It is no secret that we live in a broken world.
We live in a world where broken families, broken relationships and even broken churches abound. Whether it is simply the pressures of life, the disappointment of expectations unmet or the sin that afflicts us all, brokenness is everywhere.
As Christians we understand that this does not have to be the case. In fact, the reason that Jesus come to earth and died for our sins was to restore brokenness. He died so that man could be reconciled to God through His shed blood. Christians who are called to follow the example of Christ should then live to heal brokenness and to restore the damaged path of life. Sadly, it is often Christians, those that have been forgiven, healed, and restored by Christ that are the cause of the brokenness around them.

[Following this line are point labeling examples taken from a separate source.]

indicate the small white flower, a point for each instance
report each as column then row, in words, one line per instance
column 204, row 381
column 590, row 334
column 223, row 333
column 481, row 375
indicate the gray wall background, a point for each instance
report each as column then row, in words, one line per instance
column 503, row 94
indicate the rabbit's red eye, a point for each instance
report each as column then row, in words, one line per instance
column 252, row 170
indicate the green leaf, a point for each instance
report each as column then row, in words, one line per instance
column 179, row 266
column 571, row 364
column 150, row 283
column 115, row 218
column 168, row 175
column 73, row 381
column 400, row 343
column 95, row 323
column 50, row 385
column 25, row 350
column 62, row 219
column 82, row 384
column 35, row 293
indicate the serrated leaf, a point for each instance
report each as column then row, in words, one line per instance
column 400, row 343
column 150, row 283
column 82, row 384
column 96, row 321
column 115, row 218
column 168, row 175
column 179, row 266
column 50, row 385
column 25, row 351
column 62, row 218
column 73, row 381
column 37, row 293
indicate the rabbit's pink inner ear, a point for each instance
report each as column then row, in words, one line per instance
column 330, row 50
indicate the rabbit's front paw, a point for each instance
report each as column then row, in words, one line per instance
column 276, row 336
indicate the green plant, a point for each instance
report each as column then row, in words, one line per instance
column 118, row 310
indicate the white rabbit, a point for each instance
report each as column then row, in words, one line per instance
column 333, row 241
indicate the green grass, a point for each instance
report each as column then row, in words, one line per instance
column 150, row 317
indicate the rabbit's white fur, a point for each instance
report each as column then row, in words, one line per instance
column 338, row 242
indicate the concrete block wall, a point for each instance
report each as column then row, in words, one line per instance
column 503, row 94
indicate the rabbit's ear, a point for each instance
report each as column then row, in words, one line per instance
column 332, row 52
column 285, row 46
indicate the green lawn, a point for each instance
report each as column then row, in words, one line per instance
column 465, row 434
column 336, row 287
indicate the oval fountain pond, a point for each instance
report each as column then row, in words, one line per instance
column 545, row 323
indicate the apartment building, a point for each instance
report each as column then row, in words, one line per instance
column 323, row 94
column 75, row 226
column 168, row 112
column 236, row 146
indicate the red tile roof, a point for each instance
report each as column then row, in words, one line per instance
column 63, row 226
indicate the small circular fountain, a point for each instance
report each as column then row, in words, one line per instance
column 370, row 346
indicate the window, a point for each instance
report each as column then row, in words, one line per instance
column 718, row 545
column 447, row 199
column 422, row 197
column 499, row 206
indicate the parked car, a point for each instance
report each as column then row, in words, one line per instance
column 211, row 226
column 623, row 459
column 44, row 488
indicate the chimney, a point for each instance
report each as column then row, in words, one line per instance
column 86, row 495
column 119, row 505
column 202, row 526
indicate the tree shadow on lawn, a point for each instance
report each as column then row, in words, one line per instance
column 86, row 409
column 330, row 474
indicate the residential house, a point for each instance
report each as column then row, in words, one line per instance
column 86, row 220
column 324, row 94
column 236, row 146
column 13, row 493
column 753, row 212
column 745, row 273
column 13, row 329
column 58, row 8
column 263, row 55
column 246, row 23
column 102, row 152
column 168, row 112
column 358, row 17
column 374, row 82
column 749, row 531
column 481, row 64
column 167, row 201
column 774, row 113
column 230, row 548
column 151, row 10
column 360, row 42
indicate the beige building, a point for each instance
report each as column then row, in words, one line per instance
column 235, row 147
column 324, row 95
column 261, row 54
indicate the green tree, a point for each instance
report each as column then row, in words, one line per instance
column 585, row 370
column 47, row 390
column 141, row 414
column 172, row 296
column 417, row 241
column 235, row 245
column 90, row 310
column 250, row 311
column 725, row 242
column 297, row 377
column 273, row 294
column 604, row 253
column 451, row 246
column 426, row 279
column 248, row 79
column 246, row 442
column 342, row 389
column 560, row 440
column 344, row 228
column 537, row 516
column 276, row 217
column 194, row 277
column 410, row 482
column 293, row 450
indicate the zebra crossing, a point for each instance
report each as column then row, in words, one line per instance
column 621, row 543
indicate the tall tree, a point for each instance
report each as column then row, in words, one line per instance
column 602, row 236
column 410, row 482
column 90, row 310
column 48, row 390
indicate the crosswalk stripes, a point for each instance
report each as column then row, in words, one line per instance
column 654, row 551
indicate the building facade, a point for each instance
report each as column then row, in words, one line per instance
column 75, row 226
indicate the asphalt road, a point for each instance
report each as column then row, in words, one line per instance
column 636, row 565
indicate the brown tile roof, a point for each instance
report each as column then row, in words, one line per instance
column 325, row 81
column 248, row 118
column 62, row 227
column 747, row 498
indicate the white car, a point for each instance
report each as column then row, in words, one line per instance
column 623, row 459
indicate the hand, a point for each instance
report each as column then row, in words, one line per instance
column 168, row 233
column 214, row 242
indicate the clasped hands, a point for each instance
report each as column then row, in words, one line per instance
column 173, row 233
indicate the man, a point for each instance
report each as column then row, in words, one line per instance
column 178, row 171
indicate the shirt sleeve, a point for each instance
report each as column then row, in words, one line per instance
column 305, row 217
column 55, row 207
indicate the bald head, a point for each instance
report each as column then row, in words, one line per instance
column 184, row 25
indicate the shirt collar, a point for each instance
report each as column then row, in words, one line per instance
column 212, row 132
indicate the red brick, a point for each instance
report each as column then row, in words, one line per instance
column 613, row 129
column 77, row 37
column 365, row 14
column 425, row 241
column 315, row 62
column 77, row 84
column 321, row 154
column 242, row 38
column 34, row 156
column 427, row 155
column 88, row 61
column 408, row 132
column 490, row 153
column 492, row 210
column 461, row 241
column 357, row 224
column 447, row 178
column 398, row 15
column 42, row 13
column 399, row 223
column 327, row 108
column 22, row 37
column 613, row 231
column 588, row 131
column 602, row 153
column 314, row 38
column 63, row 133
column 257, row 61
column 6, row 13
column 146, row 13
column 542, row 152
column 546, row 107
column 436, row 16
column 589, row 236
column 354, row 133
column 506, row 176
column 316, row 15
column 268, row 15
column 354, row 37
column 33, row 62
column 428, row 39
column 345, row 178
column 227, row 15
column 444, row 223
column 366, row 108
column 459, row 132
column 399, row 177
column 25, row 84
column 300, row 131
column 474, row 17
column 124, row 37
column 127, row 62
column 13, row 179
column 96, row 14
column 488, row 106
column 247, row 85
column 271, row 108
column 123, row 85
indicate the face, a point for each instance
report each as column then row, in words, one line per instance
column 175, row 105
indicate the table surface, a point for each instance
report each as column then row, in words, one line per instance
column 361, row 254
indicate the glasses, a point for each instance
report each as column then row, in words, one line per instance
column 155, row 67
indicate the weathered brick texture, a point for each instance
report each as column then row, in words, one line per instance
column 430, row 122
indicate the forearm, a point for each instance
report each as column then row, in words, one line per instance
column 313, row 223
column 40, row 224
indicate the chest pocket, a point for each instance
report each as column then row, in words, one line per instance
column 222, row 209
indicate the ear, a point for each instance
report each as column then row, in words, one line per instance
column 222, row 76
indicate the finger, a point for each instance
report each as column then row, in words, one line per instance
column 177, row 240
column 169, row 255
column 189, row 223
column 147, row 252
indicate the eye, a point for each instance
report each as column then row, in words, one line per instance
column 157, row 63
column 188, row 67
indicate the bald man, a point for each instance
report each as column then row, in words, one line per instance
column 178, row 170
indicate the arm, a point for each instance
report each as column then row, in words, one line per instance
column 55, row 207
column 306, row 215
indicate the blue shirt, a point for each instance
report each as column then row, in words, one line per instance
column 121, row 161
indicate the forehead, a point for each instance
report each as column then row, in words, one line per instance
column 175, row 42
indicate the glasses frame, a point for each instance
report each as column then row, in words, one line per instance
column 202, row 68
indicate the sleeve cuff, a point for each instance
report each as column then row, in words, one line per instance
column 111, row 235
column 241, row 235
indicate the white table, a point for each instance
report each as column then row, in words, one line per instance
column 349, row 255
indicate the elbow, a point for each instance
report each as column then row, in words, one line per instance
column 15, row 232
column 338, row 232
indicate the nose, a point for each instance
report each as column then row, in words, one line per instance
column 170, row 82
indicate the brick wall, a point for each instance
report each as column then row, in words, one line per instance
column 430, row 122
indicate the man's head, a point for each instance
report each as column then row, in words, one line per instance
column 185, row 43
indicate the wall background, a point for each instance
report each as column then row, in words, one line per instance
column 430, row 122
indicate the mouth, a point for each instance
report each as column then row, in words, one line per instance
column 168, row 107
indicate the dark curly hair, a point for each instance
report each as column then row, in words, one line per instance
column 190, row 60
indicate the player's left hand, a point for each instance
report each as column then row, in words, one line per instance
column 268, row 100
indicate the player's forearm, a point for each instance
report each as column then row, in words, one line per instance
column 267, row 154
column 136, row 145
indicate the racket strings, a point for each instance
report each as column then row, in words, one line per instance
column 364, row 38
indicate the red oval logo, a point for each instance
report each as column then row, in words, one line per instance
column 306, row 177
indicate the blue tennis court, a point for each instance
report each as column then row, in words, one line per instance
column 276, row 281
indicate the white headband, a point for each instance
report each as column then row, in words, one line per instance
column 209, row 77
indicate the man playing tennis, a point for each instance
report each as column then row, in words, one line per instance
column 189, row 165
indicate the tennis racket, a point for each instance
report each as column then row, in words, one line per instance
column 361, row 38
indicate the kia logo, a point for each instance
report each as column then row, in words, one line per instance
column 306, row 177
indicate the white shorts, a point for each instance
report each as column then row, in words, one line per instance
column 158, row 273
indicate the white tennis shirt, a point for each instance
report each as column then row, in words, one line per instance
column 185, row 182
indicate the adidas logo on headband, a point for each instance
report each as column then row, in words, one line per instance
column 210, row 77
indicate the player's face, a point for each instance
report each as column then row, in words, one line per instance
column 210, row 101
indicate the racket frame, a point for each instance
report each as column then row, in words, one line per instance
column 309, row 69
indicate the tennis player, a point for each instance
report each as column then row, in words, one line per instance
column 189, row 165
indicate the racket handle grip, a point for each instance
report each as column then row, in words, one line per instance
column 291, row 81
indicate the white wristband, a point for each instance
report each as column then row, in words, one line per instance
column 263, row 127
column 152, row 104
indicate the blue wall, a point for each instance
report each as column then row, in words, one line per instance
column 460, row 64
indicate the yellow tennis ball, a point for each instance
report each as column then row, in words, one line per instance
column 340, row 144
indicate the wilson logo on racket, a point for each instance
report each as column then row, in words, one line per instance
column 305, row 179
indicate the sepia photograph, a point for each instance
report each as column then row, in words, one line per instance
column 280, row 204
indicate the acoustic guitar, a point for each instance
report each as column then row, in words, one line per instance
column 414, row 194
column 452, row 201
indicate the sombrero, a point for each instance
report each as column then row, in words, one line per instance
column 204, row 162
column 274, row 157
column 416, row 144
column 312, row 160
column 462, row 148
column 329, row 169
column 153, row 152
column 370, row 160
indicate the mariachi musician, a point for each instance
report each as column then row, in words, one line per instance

Isaiah 58 deals with this issue by painting a word picture that describes not only the problem but also the solution. As we look at this passage we are given the picture of those who believe in God and have been taught how to properly worship Him sitting on a broken path surrounded by a broken wall. We are told that the poor and hungry are desperately seeking for food in a world that is increasingly dark. As the poverty increases and the darkness begins to overwhelm, those who know God only do those things that make them feel good. They ignore the situation around them while worshiping God contrary to His Word and yet demand that He respond to them.
Halfway through this chapter we see God’s response to the scene before Him. He declares that if these “believers” would stop living for themselves and would align themselves to His Word that restoration would come. As these believers worshiped Him by serving others they would become the light to expel the darkness. The result of this life of service to others is clearly explained in verse number 12:
“And they that shall be of thee shall build the old waste places: thou shalt raise up the foundations of many generations; and thou shalt be called, The repairer of the breach, The restorer of paths to dwell in.“
There is a great lesson in this passage for every true follower of Christ. If we are to live lives of meaning and purpose in a way that will make an eternal difference to the world around us, we must stop living for ourselves. We can be the light that is so desperately needed and the one who is used by God to restore the broken if only we will respond to the needs around us instead of living solely for our own.
Let us each determine to live lives focused on ministering to others so that we may be called, “The restorer of paths to dwell in.”